Jaana: Yeah, if you think about WHO manual, there are the different options are all there. And if you think about the WHO establishment of WHO international standard, there may be 100 laboratories using their in-house methods to assign the value, and then a smaller cluster of that exercise may be, let’s say, the European Pharmacopeia group that has, say, 10 laboratories. And they then usually use the Pharmacopeia method, and that is treated as a little cluster, but included into the international standard establishment. If you think about manufacturers with their QC laboratories, and it may all be happening inside, I think that would be the usual way to do it, in one laboratory, as you have just described.
Question 11: Would this be where the assay controls from the potency assay would be considered?
Attendee: So is the recommendation that you should centralize any bioassay testing for any entity? Not just the reference, but wider.
Sian: It depends on, how how successful your product is.
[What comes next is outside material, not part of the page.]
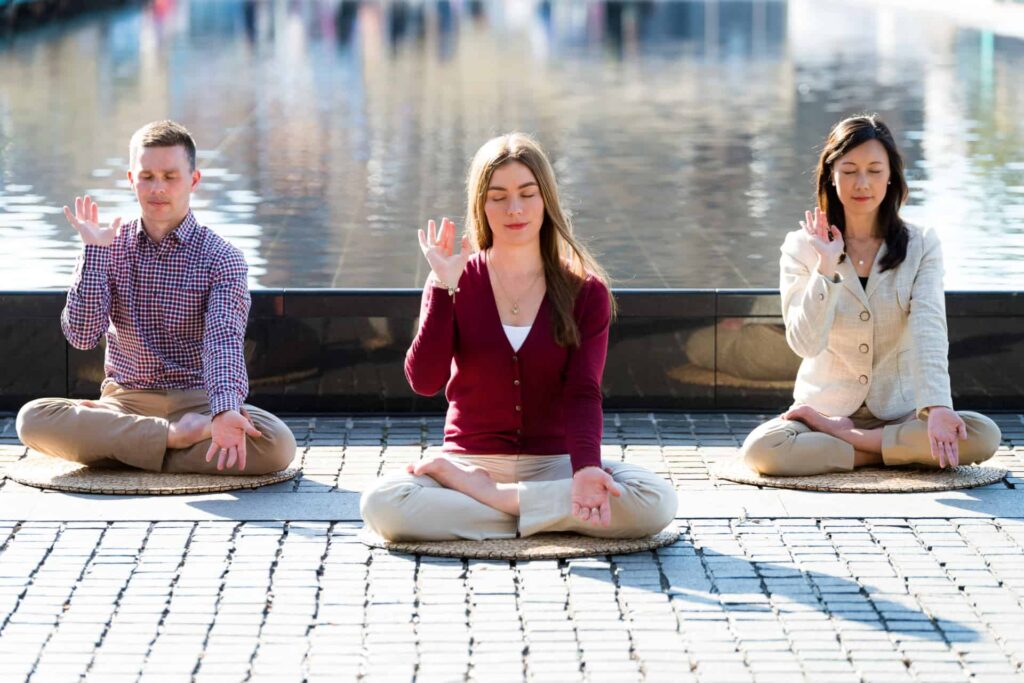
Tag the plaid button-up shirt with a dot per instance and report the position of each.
(174, 313)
How many different countries you’re going to go into, What labs you’ve got, We’ve definitely made the case for centralized testing, as you have greater control over your assay, over your results. But sometimes you just can’t do that. Sometimes depending on where you’re product is going to you have to have testing in that region, like Russia, China, Europe
Laureen: Excuse me, me, if we test it in the US. It gets stopped at the European borders because they will not accept our bio assay results. They have to be tested somewhere in the EU, right?
Nancy: The other thing is,, we have to include is distributed manufacturing for other types of products. Products where you have multiple sites, where you are going to be testing at point of care, that automatically requires you have separate labs.
Laureen: I agree with you. We put in a lot of time and resources into transferring these methods, and some of them don’t transfer very well.
Attendee: How well do you control that? And what point do you say? And it goes back to Sian’s point, you know, what’s the demand on the testing? You know, how many territories have to factor in?
Laureen: We used to call them centers of excellence. And maybe you have three centers of excellence for this assay, or particular types of assays, in different geographical regions. And you work really hard to get those three sites to work the same and your references come from a different part of your organization, but they will work closely with these bioassay centers.
There were many more questions for the audience, many about how many runs do we do for a reference qualification? How do we assign values? And many more. We will address many of these tomorrow.